À Cuba, les filles sont belles et le rhum coule à flots. C'est dans un bar de la Havane que Yann Road, reporter de terrain encore vert, rencontre un confrère du New-York Times qui lui confie qu'Ernesto Guevara, introuvable depuis son échec au Congo, se trouverait en Bolivie pour diriger la révolution naissante. En ce mois d'avril 1967, le correspondant français se fie à son intuition ; il n'hésite pas à s'enfoncer dans la jungle et à se mêler aux guérilleros pour faire, espère t-il, une rencontre exceptionnelle et peut-être, le reportage de sa vie. Il est loin de se douter que ce seront là les Derniers jours du Che.

Après Bloody Sunday,
Renaud Garreta et Laurent Granier s'attellent, non plus à un événement, mais à une figure célèbre majeure. Le lecteur retrouve Yann, le personnage récurent de la série. Le début du récit est assez verbeux du fait de la mise en place du contexte politique et de la recherche des éléments pour la localisation du Che. Cela entraine un déséquilibre au niveau du texte et de la composition des cases : les phylactères chargés sont clairement à l'étroit et étouffe le dessin. La narration s'aère cependant au fil de la lecture avec une fin plus riche en émotions, le point d'orgue étant le retour du corps du Che, son exposition et le témoignage du supposé bourreau. La tension monte ainsi progressivement et l'immersion devient naturelle de par la crédibilité du propos et la bonne explication des enjeux de part et d'autres, notamment l'opportunisme du gouvernement bolivien qui ne crache pas dans la soupe américaine et vice versa. Le duo d'auteurs parvient à un bon mélange entre fiction et réalité grâce à personnalité attachante du journaliste idéaliste et de la précision des informations avérées, l'aventure du jeune chroniqueur servant de fil directeur pour dynamiser le fond historique.

Le graphisme réaliste de Gontran Toussaint est de bonne facture, particulièrement dans les paysages vivants et détaillés, néanmoins, il reste assez irrégulier dans l'exécution des visages, souvent empreints de rigidité.

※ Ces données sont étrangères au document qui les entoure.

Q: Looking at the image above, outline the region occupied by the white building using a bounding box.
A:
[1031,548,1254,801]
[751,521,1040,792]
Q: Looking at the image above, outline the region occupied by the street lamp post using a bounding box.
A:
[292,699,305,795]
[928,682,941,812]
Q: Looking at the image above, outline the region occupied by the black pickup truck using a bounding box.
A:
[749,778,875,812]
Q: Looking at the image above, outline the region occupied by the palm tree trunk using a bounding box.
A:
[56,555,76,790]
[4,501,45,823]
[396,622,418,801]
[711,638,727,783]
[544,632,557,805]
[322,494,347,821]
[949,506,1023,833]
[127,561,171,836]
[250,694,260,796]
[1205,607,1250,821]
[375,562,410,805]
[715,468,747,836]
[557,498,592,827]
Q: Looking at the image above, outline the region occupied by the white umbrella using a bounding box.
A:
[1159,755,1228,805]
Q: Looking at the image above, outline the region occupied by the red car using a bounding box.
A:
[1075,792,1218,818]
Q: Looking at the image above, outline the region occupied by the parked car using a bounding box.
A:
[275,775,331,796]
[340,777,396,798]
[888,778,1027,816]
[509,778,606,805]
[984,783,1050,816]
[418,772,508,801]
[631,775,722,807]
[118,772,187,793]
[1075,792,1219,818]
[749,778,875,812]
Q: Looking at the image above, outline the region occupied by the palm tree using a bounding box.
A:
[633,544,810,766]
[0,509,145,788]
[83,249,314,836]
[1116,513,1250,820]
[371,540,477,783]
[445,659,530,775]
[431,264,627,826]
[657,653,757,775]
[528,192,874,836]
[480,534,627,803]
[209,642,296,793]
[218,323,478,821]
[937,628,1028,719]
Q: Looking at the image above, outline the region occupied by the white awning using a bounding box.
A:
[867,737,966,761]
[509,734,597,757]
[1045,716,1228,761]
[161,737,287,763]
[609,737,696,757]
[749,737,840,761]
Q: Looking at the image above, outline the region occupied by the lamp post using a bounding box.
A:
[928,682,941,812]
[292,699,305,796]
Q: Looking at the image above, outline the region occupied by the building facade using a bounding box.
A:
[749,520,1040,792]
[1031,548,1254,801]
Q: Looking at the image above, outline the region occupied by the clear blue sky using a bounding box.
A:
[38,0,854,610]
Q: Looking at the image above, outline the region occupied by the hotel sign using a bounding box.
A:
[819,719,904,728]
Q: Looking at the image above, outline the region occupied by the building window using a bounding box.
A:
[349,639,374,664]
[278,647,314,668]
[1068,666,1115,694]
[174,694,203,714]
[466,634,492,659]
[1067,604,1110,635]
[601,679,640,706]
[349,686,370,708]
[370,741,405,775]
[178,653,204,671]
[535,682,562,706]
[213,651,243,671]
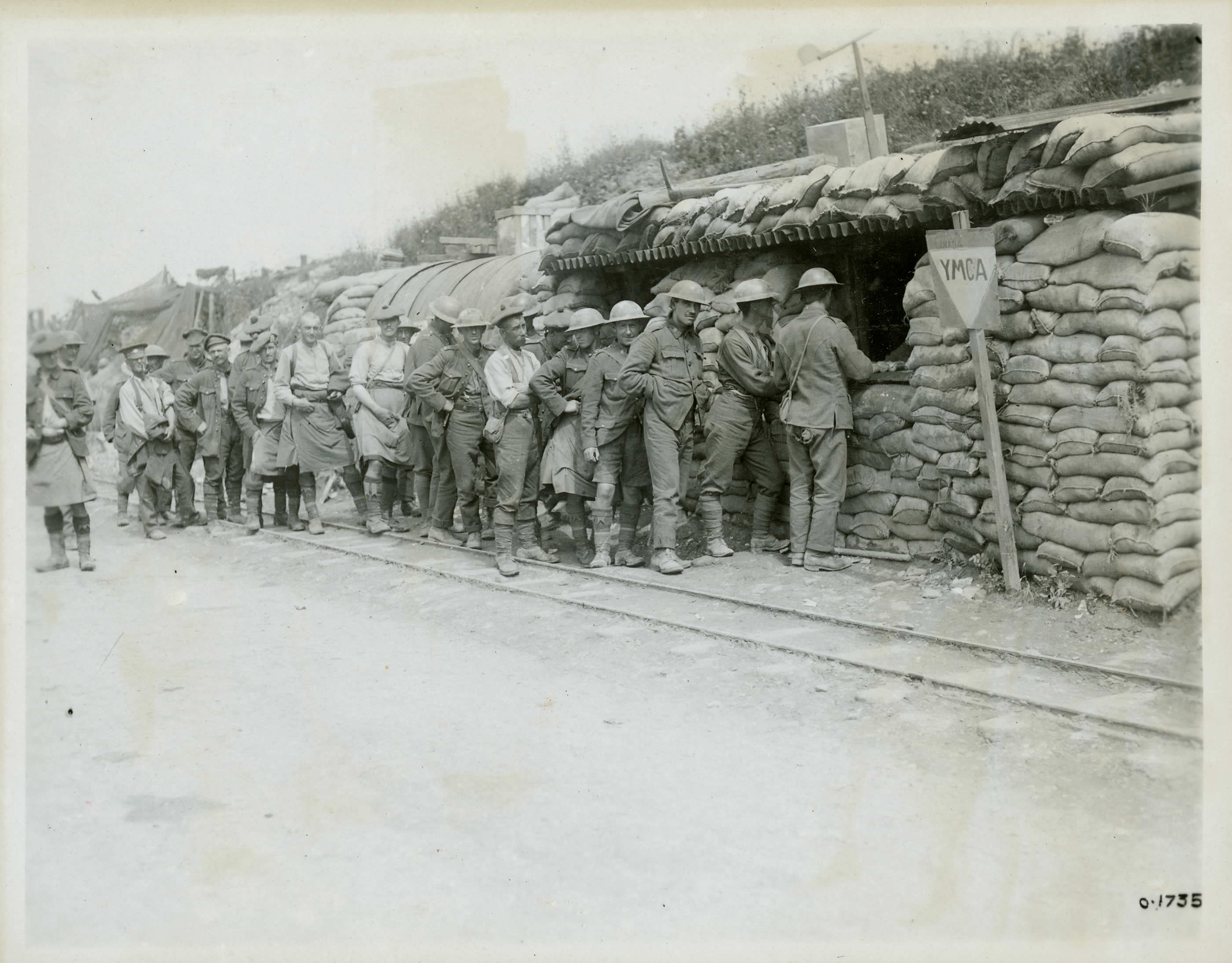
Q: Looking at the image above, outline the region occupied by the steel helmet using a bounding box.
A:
[569,308,607,334]
[607,300,650,322]
[726,277,779,304]
[428,294,462,324]
[796,267,843,291]
[668,281,710,305]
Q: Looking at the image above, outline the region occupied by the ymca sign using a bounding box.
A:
[927,228,999,330]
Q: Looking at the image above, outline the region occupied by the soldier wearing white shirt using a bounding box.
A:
[483,302,559,576]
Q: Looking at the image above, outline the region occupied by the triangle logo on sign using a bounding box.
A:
[930,248,997,328]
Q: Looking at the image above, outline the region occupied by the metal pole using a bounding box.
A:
[851,42,881,159]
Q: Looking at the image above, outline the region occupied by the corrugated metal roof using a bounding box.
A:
[940,84,1203,140]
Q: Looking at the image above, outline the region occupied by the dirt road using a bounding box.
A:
[26,510,1203,959]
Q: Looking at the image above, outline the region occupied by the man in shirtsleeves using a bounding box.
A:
[231,331,304,535]
[274,314,368,535]
[580,300,650,569]
[774,267,873,571]
[117,344,176,542]
[26,331,97,571]
[531,308,606,565]
[409,308,494,548]
[407,294,462,544]
[351,314,414,535]
[483,303,559,576]
[620,281,710,575]
[697,278,787,558]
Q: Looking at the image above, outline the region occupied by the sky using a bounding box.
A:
[27,11,1132,313]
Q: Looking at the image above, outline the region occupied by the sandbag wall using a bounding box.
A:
[887,211,1201,612]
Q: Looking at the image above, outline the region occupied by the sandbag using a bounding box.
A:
[1054,406,1133,432]
[1016,211,1125,267]
[1023,512,1120,552]
[1001,355,1052,384]
[839,491,898,515]
[1100,472,1203,502]
[1066,114,1201,168]
[1103,211,1201,261]
[1052,476,1110,505]
[1009,334,1104,365]
[1112,569,1203,613]
[1114,520,1203,555]
[1025,285,1100,314]
[1082,548,1203,585]
[912,421,971,452]
[1009,379,1099,408]
[892,495,933,524]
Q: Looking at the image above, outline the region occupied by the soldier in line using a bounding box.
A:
[407,294,462,546]
[26,331,97,571]
[231,331,304,535]
[274,314,368,535]
[350,315,414,535]
[774,267,873,571]
[580,300,650,568]
[175,334,244,526]
[530,308,606,565]
[116,342,176,542]
[483,298,559,576]
[408,308,494,548]
[697,278,787,558]
[620,281,710,575]
[158,328,209,528]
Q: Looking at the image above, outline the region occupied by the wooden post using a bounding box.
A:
[952,211,1023,592]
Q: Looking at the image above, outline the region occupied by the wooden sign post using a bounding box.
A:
[927,218,1021,592]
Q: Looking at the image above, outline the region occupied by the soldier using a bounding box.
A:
[483,298,559,576]
[351,315,414,535]
[409,308,494,548]
[26,331,97,571]
[117,342,176,542]
[158,328,209,528]
[407,294,462,544]
[620,281,710,575]
[580,300,650,569]
[231,331,304,535]
[697,278,787,558]
[531,308,606,565]
[774,267,873,571]
[274,314,368,535]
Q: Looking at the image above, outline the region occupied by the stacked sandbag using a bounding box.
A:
[997,212,1201,612]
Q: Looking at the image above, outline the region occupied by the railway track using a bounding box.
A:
[245,522,1203,743]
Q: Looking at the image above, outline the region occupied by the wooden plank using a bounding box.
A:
[952,211,1023,592]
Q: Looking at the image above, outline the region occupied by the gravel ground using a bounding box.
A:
[26,511,1203,959]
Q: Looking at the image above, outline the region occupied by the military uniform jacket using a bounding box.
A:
[531,347,590,437]
[405,328,453,426]
[408,345,493,416]
[26,368,94,458]
[582,344,643,448]
[774,303,872,428]
[620,324,710,431]
[175,367,235,458]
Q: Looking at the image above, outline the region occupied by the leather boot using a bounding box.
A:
[517,520,561,565]
[244,485,261,535]
[615,502,645,569]
[749,495,791,552]
[34,520,69,571]
[493,524,521,578]
[579,509,612,569]
[697,495,736,558]
[73,515,94,571]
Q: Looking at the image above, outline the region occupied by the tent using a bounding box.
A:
[69,273,231,367]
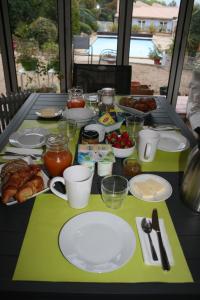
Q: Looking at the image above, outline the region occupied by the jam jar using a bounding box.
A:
[82,130,99,144]
[43,134,72,177]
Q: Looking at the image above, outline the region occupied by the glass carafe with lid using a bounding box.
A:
[43,134,72,177]
[181,141,200,213]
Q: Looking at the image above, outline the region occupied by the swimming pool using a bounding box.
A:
[92,36,154,58]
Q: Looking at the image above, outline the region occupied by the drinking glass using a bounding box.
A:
[67,87,85,108]
[58,119,77,140]
[126,115,144,140]
[101,175,128,209]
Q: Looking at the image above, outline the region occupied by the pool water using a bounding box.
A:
[92,36,154,58]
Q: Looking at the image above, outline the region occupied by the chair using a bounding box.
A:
[0,92,30,133]
[99,49,117,64]
[73,64,132,95]
[73,35,93,64]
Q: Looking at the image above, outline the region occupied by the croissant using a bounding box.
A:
[2,165,40,203]
[15,175,44,203]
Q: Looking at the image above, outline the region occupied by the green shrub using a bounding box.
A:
[29,17,57,48]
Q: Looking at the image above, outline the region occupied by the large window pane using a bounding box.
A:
[8,0,60,92]
[72,0,118,64]
[0,50,6,94]
[129,1,180,95]
[176,0,200,114]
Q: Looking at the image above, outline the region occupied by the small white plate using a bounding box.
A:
[35,106,62,119]
[158,130,190,152]
[58,211,136,273]
[9,128,49,148]
[117,104,156,117]
[0,156,49,206]
[129,174,172,202]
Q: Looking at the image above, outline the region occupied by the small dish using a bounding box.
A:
[157,130,190,152]
[35,106,62,119]
[112,146,135,158]
[9,128,49,148]
[63,107,95,127]
[129,174,172,202]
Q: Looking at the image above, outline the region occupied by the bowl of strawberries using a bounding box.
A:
[106,131,135,158]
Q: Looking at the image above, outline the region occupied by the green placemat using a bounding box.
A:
[13,194,193,282]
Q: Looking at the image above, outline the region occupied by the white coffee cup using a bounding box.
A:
[50,165,94,208]
[138,129,160,162]
[84,124,106,143]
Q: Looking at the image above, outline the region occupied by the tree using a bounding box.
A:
[29,17,57,48]
[187,4,200,57]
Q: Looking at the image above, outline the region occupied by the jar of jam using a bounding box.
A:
[43,134,72,177]
[67,87,85,108]
[123,158,141,177]
[82,130,99,144]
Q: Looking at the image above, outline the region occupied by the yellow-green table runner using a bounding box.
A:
[13,194,192,283]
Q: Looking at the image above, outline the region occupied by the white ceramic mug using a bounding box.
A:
[84,124,106,143]
[138,129,160,162]
[50,165,93,208]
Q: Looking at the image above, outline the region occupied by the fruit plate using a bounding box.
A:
[0,156,49,206]
[97,115,124,133]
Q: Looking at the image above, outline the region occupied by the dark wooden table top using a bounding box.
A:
[0,94,200,299]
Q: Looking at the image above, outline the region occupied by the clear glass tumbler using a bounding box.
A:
[101,175,128,209]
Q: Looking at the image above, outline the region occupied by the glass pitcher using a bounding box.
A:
[43,134,72,177]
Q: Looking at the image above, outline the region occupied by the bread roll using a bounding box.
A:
[15,174,44,203]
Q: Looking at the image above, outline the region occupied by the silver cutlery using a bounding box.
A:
[0,151,41,160]
[149,124,180,131]
[152,209,170,271]
[141,218,158,260]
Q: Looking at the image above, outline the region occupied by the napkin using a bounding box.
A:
[136,217,174,266]
[6,147,43,155]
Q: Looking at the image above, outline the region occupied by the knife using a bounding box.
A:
[152,209,170,271]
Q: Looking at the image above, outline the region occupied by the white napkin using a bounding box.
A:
[6,147,43,155]
[136,217,174,266]
[3,147,43,160]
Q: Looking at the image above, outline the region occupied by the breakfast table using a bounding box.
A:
[0,93,200,299]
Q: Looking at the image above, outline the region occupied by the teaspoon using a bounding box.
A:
[141,218,158,260]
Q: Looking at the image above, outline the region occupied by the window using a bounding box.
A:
[0,52,6,94]
[176,0,200,114]
[8,0,60,92]
[72,0,119,64]
[129,1,179,95]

Les couleurs prononcées surprenantes donnent un rendu «old school» qui, passé les premières pages, colle finalement bien au contexte de l'époque évoquée. Avec l'expérience et son talent manifeste, nul doute qu'il saura se départir de son classicisme pour acquérir son propre style et remédier à ses petits défauts.

Malgré des débuts un peu bavards, ce docu-fiction s'avère relativement intéressant et captivant. En évitant tout parti-pris, le scénario s'attache à mettre en évidence l'influence d'un homme qui, par son aura et son charisme indéniables, fit trembler les plus grandes puissances.